How can Autoconf help with the transition to stricter compilation defaults?
Alexander Monakov via cfe-commits
cfe-commits at lists.llvm.org
Wed Nov 16 06:40:42 PST 2022
On Wed, 16 Nov 2022, Michael Matz via Gcc wrote:
> I sympathize, and I would think a compiler emitting an error (not a
> warning) in the situation at hand (in absence of -Werror) is overly
> pedantic. But, could autoconf perhaps avoid the problem? AFAICS the
> ac_fn_c_check_func really does only a link test to check for symbol
> existence, and the perceived problem is that the call statement in main()
> invokes UB. So, let's avoid the call then while retaining the access to
> the symbol? Like:
>
> -----
> char foobar(void);
> int main(void) {
> return &foobar != 0;
> }
> -----
>
> No call involved: no reason for compiler to complain.
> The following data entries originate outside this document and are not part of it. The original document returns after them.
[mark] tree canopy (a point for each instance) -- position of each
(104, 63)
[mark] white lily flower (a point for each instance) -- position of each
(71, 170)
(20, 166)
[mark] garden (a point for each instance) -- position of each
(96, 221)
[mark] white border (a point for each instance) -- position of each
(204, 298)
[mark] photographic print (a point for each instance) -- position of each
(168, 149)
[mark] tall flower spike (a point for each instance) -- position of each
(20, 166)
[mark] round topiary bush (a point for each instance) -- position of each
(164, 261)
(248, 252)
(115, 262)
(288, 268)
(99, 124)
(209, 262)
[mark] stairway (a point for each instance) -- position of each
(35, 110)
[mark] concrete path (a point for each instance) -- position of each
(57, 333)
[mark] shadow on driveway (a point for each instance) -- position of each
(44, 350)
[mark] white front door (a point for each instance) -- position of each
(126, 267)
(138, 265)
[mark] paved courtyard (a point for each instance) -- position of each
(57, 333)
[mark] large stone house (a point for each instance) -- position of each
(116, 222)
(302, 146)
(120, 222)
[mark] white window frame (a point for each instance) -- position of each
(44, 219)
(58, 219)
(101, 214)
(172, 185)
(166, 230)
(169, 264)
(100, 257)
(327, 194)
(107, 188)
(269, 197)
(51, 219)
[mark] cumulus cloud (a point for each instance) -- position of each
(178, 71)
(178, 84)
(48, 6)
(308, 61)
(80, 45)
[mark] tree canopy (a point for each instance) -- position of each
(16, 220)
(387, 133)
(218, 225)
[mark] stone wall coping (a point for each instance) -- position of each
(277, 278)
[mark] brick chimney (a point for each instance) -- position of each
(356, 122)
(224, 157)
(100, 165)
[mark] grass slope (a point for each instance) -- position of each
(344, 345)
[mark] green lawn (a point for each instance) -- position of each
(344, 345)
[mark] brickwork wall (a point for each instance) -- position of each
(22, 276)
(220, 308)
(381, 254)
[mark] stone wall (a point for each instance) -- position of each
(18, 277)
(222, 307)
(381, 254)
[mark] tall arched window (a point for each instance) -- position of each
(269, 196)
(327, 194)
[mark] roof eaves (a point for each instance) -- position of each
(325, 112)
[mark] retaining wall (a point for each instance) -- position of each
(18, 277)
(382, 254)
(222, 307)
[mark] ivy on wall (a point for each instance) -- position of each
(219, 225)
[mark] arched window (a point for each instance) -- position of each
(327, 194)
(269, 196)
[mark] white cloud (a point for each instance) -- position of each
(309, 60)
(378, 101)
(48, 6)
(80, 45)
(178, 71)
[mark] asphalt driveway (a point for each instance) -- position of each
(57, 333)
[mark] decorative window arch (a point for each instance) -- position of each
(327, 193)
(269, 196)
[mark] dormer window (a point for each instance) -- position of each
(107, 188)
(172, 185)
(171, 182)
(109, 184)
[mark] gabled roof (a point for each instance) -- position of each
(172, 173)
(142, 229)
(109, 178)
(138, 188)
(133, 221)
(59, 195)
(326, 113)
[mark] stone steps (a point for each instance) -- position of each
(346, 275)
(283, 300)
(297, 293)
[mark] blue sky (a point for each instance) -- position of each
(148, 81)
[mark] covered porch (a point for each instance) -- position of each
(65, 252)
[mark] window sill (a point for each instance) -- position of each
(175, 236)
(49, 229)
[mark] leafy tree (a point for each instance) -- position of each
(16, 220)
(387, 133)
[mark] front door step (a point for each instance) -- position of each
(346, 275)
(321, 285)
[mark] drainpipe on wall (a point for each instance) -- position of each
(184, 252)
The prototype decl
> itself will still be "wrong", but compilers complaining about that (in
> absence of a pre-existing different prototype, which is avoided by
> autoconf) seem unlikely.
>
> Obviously this program will also say "foobar exists" if it's a data
> symbol, but that's the same with the variant using the call on most
> platforms (after all it's not run).
>
> The idea is so obvious that I'm probably missing something, why autoconf
> can't use that idiom instead. But perhaps the (historic?) reasons why it
> couldn't be used are gone now?
Ironically, modern GCC and LLVM optimize '&foobar != 0' to '1' even at -O0,
and thus no symbol reference remains in the resulting assembly.